I like reading Mark Mallet’s blog. The wisdom in his words is unmistakable. His thoughts are profound and they make you think and reflect. They sink into your psyche and one cannot deny his deep spiritual connection. This particular verse struck a chord within me. It provided a reason, the answer to the ‘Why’ that has plagued me for such a long time.

You see, I am convinced of the need to setting a time aside every day to commune with the Lord. To seek Him in prayer, to talk to Him, to tell Him of my day, my thoughts, my desires, my wishes, my dreams and yes… to listen to Him as He tells me things, or provide an answer to my many questions. I long for a snippet, a word, 2 words, maybe 3 and more. I want to hear from my God.

So, having read all the things I’m supposed to do; select a specific time, preferably the same time of day, in a silent place and focus my mind and heart on communion with the Lord. To pray, praise and worship Him, read His Word and listen to the still inner voice. Determined to follow through on my convictions, I did just that and proceeded to devote that hour in the morning to dialogue with my Creator.

It all sounds fine and cool. I’ve done this with some success. But, ah yes, the big ‘but’ in all this, I find I’m not consistent with this intent of mine. Because all mornings are not the same, and early morning appointments on some days interfere with my prayer time agenda. However hard I try, once I’ve missed my morning date with prayer I just can’t find an alternative time. The desire is there. But the distractions are even greater. There’s always something else to do and perhaps I’m not just trying hard enough. And every day thereafter, I am regretful and ask pardon from the Lord for my lack of attention. It happens often enough that I am quite frustrated with myself. I know I must do these things, I want to do these things and yet I’m unable to explain my inaction. Sorry just doesn’t cut it anymore. I mean, if my kid repeatedly didn’t do things I asked her to do and kept saying sorry time and again, I know I would want to teach her a lesson in commitment! And here am I, ignoring my own inclinations again and again and blithely saying sorry umpteen times……I sound like a teenager. Lord have mercy on me!

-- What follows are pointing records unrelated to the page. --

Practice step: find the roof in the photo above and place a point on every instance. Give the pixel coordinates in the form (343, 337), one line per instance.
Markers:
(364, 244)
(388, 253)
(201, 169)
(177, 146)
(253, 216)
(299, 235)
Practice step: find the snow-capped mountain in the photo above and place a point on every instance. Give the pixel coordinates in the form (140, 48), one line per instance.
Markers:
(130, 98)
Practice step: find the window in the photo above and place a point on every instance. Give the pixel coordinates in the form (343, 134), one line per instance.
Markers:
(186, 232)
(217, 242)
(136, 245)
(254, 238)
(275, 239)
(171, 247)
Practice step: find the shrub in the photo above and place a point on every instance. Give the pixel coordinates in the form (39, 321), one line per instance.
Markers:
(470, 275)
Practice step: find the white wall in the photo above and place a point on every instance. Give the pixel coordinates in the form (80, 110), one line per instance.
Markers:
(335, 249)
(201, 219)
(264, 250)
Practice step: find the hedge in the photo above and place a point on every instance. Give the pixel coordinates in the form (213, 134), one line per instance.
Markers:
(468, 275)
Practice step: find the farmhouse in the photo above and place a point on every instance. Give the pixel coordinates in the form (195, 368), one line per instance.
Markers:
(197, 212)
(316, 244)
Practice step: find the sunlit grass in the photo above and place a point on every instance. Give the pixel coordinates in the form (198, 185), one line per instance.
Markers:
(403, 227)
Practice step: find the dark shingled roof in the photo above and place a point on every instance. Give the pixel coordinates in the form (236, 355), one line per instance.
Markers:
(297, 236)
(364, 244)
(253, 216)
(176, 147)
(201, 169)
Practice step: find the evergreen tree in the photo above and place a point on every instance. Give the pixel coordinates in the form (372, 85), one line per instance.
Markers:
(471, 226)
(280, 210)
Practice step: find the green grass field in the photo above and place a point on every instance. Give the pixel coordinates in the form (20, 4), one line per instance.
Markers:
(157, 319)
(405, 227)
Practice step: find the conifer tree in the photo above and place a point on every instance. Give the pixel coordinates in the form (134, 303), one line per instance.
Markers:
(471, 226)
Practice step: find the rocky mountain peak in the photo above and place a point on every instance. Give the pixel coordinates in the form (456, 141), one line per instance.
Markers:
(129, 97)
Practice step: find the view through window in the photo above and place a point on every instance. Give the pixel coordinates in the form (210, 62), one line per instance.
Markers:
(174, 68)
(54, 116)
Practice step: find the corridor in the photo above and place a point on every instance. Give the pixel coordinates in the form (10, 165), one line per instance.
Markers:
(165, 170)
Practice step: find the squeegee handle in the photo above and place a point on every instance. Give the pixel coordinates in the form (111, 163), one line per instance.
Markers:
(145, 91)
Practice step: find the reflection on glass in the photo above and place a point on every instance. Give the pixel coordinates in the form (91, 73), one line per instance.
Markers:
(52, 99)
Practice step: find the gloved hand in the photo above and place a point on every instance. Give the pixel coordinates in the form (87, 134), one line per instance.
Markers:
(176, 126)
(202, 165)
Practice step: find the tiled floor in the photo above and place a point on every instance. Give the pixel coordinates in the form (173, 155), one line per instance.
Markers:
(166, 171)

When I read this verse in Mark’s blog,

“you need endurance to do the will of God and receive what He has promised… We are not among those who draw back and perish, but among those who have faith and will possess life.” Hebrews 10:36, 39

my mind had an instant, ‘voila’ moment. That’s it, ENDURANCE! It was my buzz word for the day. I did not have the endurance to persist with my intentions. A simple word with a big meaning. A quick check of Thesaurus gave me; stamina, fortitude, resolution, durability, strength, survival, patience, staying power, persistence, perseverance, tenacity, continuance, survival. All these are good. But I want to add one more comment… to prevail.

So now, I’m going to pray for endurance 🙂 to continue to keep my rendezvous with the Lord God of Hosts. Not because I have to, but because I genuinely want to!